I don’t know, they could do more. But it would be on the basis of goodwill, on the basis of believing that if they did this, that Westerners would listen to them. And I don’t think that we’re at that place anymore. We were 15 years ago. There was an awful lot of goodwill in Russia toward the West, and 20 years ago polls showed that most Russians were actually very pro-American. And now the polls … those polls are upside down. Most Russians are very suspicious and hostile toward the United States, and it’s because of the way they have experienced these events in the past couple of decades.
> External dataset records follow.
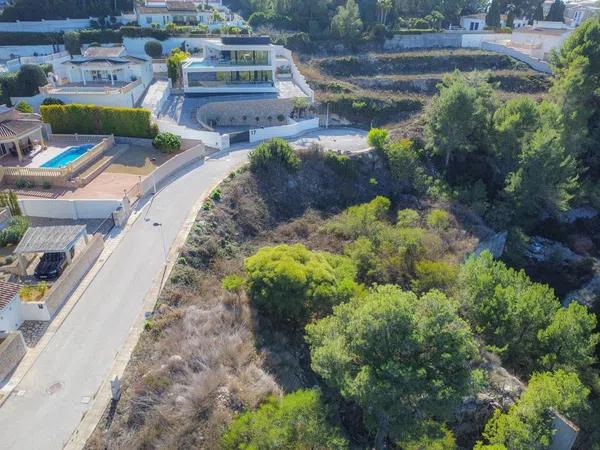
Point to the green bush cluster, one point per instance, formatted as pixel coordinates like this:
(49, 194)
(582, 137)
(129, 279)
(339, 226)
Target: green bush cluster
(167, 142)
(276, 152)
(92, 119)
(12, 234)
And I think the same is true in the West, that attitudes toward Russia have hardened. Nobody thinks that you should do anything based on goodwill toward Russia. In fact, they need to be punished harder. I think that’s a general view, certainly in the political classes. So, no, I can’t see hope.

AARON MATÉ: Well, it’s an ominous place to leave it, but we’ll have to leave it there for now. And I look forward to having you back on, Fred, to discuss.

FRED WEIR: Sure. Happy to do it.

AARON MATÉ: Fred Weir, Russia correspondent for The Christian Science Monitor, speaking to us from Moscow. Thanks very much.